The operation was certainly a serious endeavour — Taliban bases, torture chambers and ammunition dumps were busted, town bazaars were razed and over one million civilians were displaced.
But the militants were tipped off early, and hundreds escaped, tribesmen and Taliban fighters said. Many fled over the border to Afghanistan, just at the vulnerable moment when Afghanistan was assuming responsibility for its own security. Ninety foreign fighters with their families arrived in Paktika Province that summer, to the alarm of Afghan officials.
Further along the border in Paktika Province, Taliban fighters occupied abandoned CIA bases and outposts. A legislator from the region warned me that they would use the positions to project attacks deeper into Afghanistan and even up to Kabul. Some of the most devastating suicide bomb attacks occurred in that province in the months that followed.
Mullah Omar’s family rejects new Taliban supremo
Meanwhile, in Pakistan, the Haqqani network, the most potent branch of the Taliban, moved from North Waziristan into the adjacent district of Kurram. From there it continues to enjoy safe haven and conduct its insurgency against American, international and Afghan targets.
Pakistan regards Afghanistan as its backyard. Determined not to let its archrival, India, gain influence there, and to ensure that Afghanistan remains in the Sunni militant camp, Pakistan has used the Taliban selectively, promoting those who further its agenda and cracking down on those who don’t. The same goes for al Qaeda and other foreign fighters.
Even knowing this, it might come as a surprise that the region’s triumvirate of violent militancy is living openly in Pakistan.
First, there’s Sirajuddin Haqqani, the leader of the Haqqani network, and second in command of the Taliban.
Then there is the new leader of the Taliban, Mullah Akhtar Muhammad Mansoor, who has openly assembled meetings of his military and leadership council near the Pakistani town of Quetta. Since he came to power last year, the Taliban has mounted some of its most ambitious offensives into Afghanistan, overrunning the northern town of Kunduz, and pushing to seize control of the opium-rich province of Helmand.
Finally, al Qaeda’s leader, Ayman al-Zawahri, enjoys sanctuary in Pakistan — one recent report placed him in the southwestern corner of Baluchistan. He has been working to establish training camps in southern Afghanistan. In October, it took United States Special Operations forces several days of fighting and airstrikes to clear those camps. American commanders say the group they were fighting was al Qaeda in the Indian Subcontinent, a new franchise announced by Mr. Zawahri that has claimed responsibility for the killings of bloggers and activists in Karachi and Bangladesh, among other attacks.

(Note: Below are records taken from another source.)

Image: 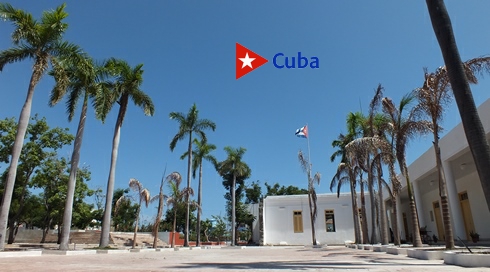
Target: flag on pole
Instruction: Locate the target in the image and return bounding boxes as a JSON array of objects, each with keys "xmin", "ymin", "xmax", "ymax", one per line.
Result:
[{"xmin": 295, "ymin": 125, "xmax": 308, "ymax": 138}]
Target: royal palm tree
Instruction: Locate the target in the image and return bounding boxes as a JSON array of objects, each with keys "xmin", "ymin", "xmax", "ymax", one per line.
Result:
[
  {"xmin": 330, "ymin": 134, "xmax": 363, "ymax": 244},
  {"xmin": 49, "ymin": 57, "xmax": 109, "ymax": 250},
  {"xmin": 382, "ymin": 92, "xmax": 431, "ymax": 247},
  {"xmin": 426, "ymin": 0, "xmax": 490, "ymax": 210},
  {"xmin": 180, "ymin": 138, "xmax": 218, "ymax": 246},
  {"xmin": 167, "ymin": 172, "xmax": 194, "ymax": 248},
  {"xmin": 298, "ymin": 150, "xmax": 321, "ymax": 246},
  {"xmin": 416, "ymin": 57, "xmax": 490, "ymax": 249},
  {"xmin": 97, "ymin": 58, "xmax": 155, "ymax": 247},
  {"xmin": 150, "ymin": 170, "xmax": 170, "ymax": 248},
  {"xmin": 169, "ymin": 104, "xmax": 216, "ymax": 247},
  {"xmin": 345, "ymin": 129, "xmax": 401, "ymax": 245},
  {"xmin": 129, "ymin": 178, "xmax": 150, "ymax": 248},
  {"xmin": 0, "ymin": 3, "xmax": 80, "ymax": 250},
  {"xmin": 218, "ymin": 146, "xmax": 252, "ymax": 246}
]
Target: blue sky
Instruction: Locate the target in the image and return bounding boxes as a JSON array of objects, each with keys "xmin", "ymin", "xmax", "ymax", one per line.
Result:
[{"xmin": 0, "ymin": 0, "xmax": 490, "ymax": 224}]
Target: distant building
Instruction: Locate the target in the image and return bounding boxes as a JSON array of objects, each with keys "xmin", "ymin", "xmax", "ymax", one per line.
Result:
[
  {"xmin": 263, "ymin": 193, "xmax": 370, "ymax": 245},
  {"xmin": 254, "ymin": 99, "xmax": 490, "ymax": 245},
  {"xmin": 384, "ymin": 99, "xmax": 490, "ymax": 241}
]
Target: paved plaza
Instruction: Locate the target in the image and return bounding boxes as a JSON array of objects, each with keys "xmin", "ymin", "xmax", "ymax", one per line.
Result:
[{"xmin": 0, "ymin": 246, "xmax": 490, "ymax": 272}]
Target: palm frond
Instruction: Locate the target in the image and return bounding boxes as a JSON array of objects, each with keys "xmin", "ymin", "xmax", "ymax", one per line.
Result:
[{"xmin": 0, "ymin": 45, "xmax": 36, "ymax": 72}]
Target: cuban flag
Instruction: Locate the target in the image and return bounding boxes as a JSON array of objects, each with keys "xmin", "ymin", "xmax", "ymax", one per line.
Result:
[{"xmin": 295, "ymin": 125, "xmax": 308, "ymax": 138}]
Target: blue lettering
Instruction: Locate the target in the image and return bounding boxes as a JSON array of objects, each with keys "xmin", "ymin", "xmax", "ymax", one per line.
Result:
[
  {"xmin": 286, "ymin": 57, "xmax": 296, "ymax": 69},
  {"xmin": 310, "ymin": 57, "xmax": 320, "ymax": 69},
  {"xmin": 298, "ymin": 52, "xmax": 308, "ymax": 68},
  {"xmin": 273, "ymin": 53, "xmax": 284, "ymax": 69},
  {"xmin": 273, "ymin": 52, "xmax": 320, "ymax": 69}
]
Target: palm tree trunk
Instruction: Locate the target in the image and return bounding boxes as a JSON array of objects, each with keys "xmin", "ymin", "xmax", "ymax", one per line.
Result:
[
  {"xmin": 426, "ymin": 0, "xmax": 490, "ymax": 210},
  {"xmin": 184, "ymin": 131, "xmax": 192, "ymax": 247},
  {"xmin": 131, "ymin": 202, "xmax": 142, "ymax": 248},
  {"xmin": 59, "ymin": 92, "xmax": 88, "ymax": 250},
  {"xmin": 231, "ymin": 173, "xmax": 236, "ymax": 246},
  {"xmin": 99, "ymin": 96, "xmax": 128, "ymax": 247},
  {"xmin": 308, "ymin": 190, "xmax": 316, "ymax": 246},
  {"xmin": 361, "ymin": 182, "xmax": 369, "ymax": 244},
  {"xmin": 403, "ymin": 161, "xmax": 423, "ymax": 247},
  {"xmin": 153, "ymin": 177, "xmax": 165, "ymax": 248},
  {"xmin": 433, "ymin": 132, "xmax": 454, "ymax": 249},
  {"xmin": 391, "ymin": 196, "xmax": 401, "ymax": 246},
  {"xmin": 196, "ymin": 161, "xmax": 202, "ymax": 246},
  {"xmin": 367, "ymin": 162, "xmax": 377, "ymax": 244},
  {"xmin": 349, "ymin": 168, "xmax": 362, "ymax": 244},
  {"xmin": 172, "ymin": 210, "xmax": 177, "ymax": 248},
  {"xmin": 377, "ymin": 161, "xmax": 390, "ymax": 245},
  {"xmin": 0, "ymin": 68, "xmax": 42, "ymax": 251}
]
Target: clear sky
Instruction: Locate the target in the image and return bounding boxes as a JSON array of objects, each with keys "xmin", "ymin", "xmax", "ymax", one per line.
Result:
[{"xmin": 0, "ymin": 0, "xmax": 490, "ymax": 225}]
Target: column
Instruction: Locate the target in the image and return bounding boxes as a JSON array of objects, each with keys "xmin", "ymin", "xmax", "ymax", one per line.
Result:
[
  {"xmin": 442, "ymin": 161, "xmax": 466, "ymax": 239},
  {"xmin": 412, "ymin": 178, "xmax": 425, "ymax": 228}
]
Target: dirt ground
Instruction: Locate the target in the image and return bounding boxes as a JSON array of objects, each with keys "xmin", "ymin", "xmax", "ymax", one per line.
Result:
[{"xmin": 0, "ymin": 246, "xmax": 490, "ymax": 272}]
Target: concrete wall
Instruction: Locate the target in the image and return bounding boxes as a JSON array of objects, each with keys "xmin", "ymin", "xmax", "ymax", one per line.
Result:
[
  {"xmin": 384, "ymin": 99, "xmax": 490, "ymax": 240},
  {"xmin": 264, "ymin": 194, "xmax": 370, "ymax": 245}
]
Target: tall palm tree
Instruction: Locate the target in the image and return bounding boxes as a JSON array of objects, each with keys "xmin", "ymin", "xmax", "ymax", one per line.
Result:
[
  {"xmin": 180, "ymin": 138, "xmax": 218, "ymax": 246},
  {"xmin": 382, "ymin": 92, "xmax": 431, "ymax": 247},
  {"xmin": 169, "ymin": 104, "xmax": 216, "ymax": 247},
  {"xmin": 416, "ymin": 57, "xmax": 490, "ymax": 249},
  {"xmin": 218, "ymin": 146, "xmax": 252, "ymax": 246},
  {"xmin": 345, "ymin": 131, "xmax": 401, "ymax": 245},
  {"xmin": 167, "ymin": 172, "xmax": 194, "ymax": 248},
  {"xmin": 298, "ymin": 150, "xmax": 321, "ymax": 246},
  {"xmin": 426, "ymin": 0, "xmax": 490, "ymax": 210},
  {"xmin": 97, "ymin": 58, "xmax": 155, "ymax": 247},
  {"xmin": 49, "ymin": 57, "xmax": 109, "ymax": 250},
  {"xmin": 129, "ymin": 178, "xmax": 150, "ymax": 248},
  {"xmin": 150, "ymin": 169, "xmax": 170, "ymax": 248},
  {"xmin": 0, "ymin": 3, "xmax": 80, "ymax": 250}
]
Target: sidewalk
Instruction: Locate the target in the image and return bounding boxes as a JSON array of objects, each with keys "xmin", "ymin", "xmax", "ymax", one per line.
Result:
[{"xmin": 0, "ymin": 246, "xmax": 490, "ymax": 272}]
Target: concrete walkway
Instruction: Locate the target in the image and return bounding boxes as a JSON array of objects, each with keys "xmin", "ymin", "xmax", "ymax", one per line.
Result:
[{"xmin": 0, "ymin": 246, "xmax": 490, "ymax": 272}]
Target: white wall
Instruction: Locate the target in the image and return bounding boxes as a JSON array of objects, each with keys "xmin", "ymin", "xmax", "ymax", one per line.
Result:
[{"xmin": 264, "ymin": 194, "xmax": 370, "ymax": 245}]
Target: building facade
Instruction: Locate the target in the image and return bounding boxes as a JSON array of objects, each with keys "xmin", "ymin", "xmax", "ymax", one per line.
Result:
[{"xmin": 263, "ymin": 193, "xmax": 370, "ymax": 245}]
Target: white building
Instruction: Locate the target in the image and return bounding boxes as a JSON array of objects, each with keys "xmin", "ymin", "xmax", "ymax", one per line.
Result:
[
  {"xmin": 262, "ymin": 99, "xmax": 490, "ymax": 245},
  {"xmin": 263, "ymin": 193, "xmax": 370, "ymax": 245},
  {"xmin": 384, "ymin": 99, "xmax": 490, "ymax": 240}
]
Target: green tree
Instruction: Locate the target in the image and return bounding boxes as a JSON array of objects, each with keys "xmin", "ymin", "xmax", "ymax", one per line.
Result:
[
  {"xmin": 32, "ymin": 155, "xmax": 93, "ymax": 243},
  {"xmin": 97, "ymin": 58, "xmax": 155, "ymax": 247},
  {"xmin": 167, "ymin": 172, "xmax": 194, "ymax": 247},
  {"xmin": 245, "ymin": 180, "xmax": 267, "ymax": 204},
  {"xmin": 426, "ymin": 0, "xmax": 490, "ymax": 210},
  {"xmin": 50, "ymin": 57, "xmax": 107, "ymax": 250},
  {"xmin": 265, "ymin": 182, "xmax": 308, "ymax": 196},
  {"xmin": 218, "ymin": 146, "xmax": 252, "ymax": 246},
  {"xmin": 150, "ymin": 172, "xmax": 170, "ymax": 248},
  {"xmin": 0, "ymin": 115, "xmax": 73, "ymax": 244},
  {"xmin": 211, "ymin": 215, "xmax": 227, "ymax": 244},
  {"xmin": 112, "ymin": 188, "xmax": 138, "ymax": 232},
  {"xmin": 129, "ymin": 178, "xmax": 150, "ymax": 248},
  {"xmin": 416, "ymin": 57, "xmax": 490, "ymax": 249},
  {"xmin": 169, "ymin": 104, "xmax": 216, "ymax": 247},
  {"xmin": 201, "ymin": 218, "xmax": 213, "ymax": 242},
  {"xmin": 180, "ymin": 138, "xmax": 218, "ymax": 246},
  {"xmin": 382, "ymin": 92, "xmax": 431, "ymax": 247},
  {"xmin": 298, "ymin": 150, "xmax": 321, "ymax": 246},
  {"xmin": 0, "ymin": 3, "xmax": 80, "ymax": 250}
]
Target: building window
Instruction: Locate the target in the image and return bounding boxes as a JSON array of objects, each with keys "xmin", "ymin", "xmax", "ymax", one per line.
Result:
[
  {"xmin": 293, "ymin": 211, "xmax": 303, "ymax": 233},
  {"xmin": 325, "ymin": 210, "xmax": 335, "ymax": 232}
]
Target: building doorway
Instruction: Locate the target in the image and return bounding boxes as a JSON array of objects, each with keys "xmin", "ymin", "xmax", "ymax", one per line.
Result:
[
  {"xmin": 459, "ymin": 191, "xmax": 475, "ymax": 240},
  {"xmin": 432, "ymin": 201, "xmax": 445, "ymax": 241}
]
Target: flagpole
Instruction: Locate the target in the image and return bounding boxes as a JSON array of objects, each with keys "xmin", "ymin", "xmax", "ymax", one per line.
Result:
[{"xmin": 306, "ymin": 123, "xmax": 311, "ymax": 174}]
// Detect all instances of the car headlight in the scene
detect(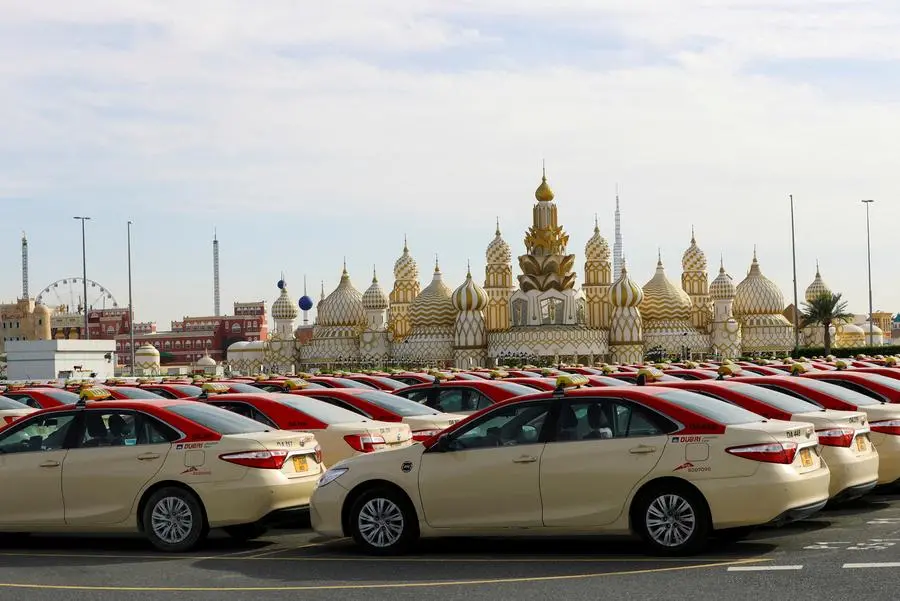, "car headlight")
[319,467,350,486]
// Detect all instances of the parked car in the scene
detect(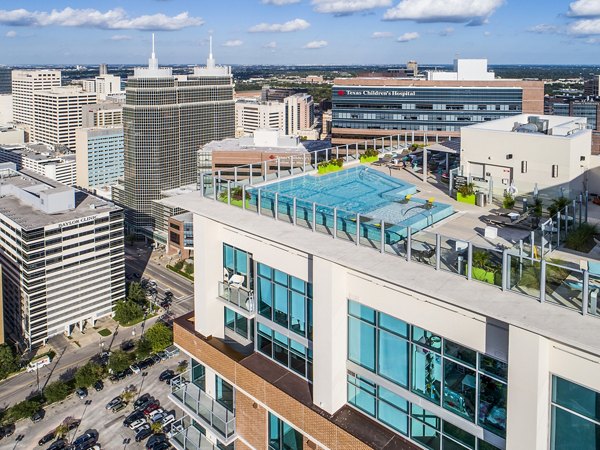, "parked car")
[129,419,146,430]
[48,439,69,450]
[31,409,46,423]
[158,369,175,381]
[123,411,145,427]
[133,393,152,409]
[106,396,123,409]
[135,424,152,442]
[144,402,160,416]
[38,431,56,447]
[160,414,175,427]
[146,433,167,450]
[112,402,127,413]
[0,423,15,439]
[75,388,88,399]
[72,433,98,450]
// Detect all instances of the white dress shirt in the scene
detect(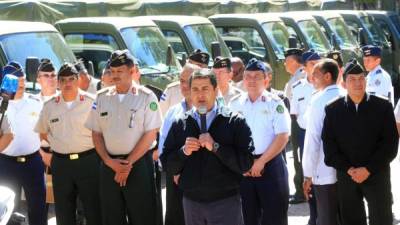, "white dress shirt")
[290,78,315,129]
[2,94,42,156]
[366,66,394,105]
[302,84,345,185]
[229,91,290,155]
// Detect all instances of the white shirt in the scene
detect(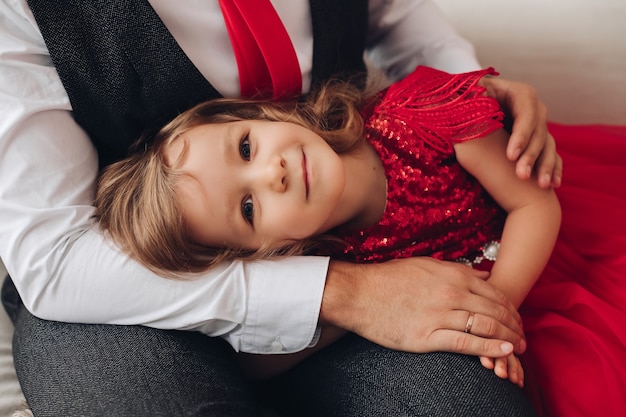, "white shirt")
[0,0,479,353]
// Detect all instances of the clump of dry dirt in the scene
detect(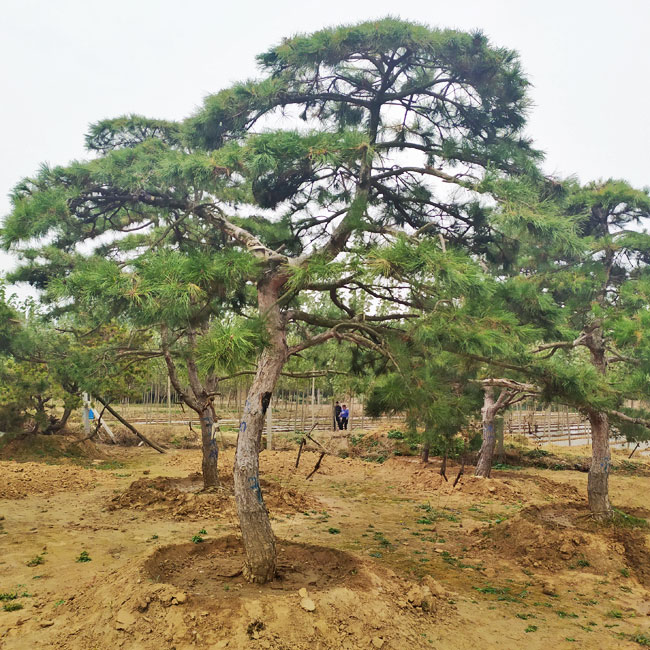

Pakistan denies harboring the Taliban and al Qaeda, and points out that it, too, is a victim of terrorism. But many analysts have detailed how the military has nurtured militant groups as an instrument to suppress nationalist movements, in particular among the Pashtun minority, at home and abroad.
Perhaps most troubling, there are reports that Pakistan had a role in the rise of the Islamic State.
Ahead of Pakistan’s 2014 operation in North Waziristan, scores, even hundreds, of foreign fighters left the tribal areas to fight against President Bashar al-Assad in Syria. Tribesmen and Taliban members from the area say fighters traveled to Quetta, and then flew to Qatar. There they received new passports and passage to Turkey, from where they could cross into Syria. Others traveled overland along well-worn smuggling routes from Pakistan through Iran and Iraq.
The fighters arrived just in time to boost the sweeping offensive by Islamic State into Iraq and the creation of the Islamic State in the summer of 2014.
If these accounts are correct, Pakistan was cooperating with Qatar, and perhaps others, to move international Sunni militants (including 300 Pakistanis) from Pakistan’s tribal areas, where they were no longer needed, to new battlefields in Syria. It is just another reminder of Pakistan’s central involvement in creating and managing violent militant groups, one Pakistani politician, who spoke on the condition of anonymity when talking about intelligence affairs, told me.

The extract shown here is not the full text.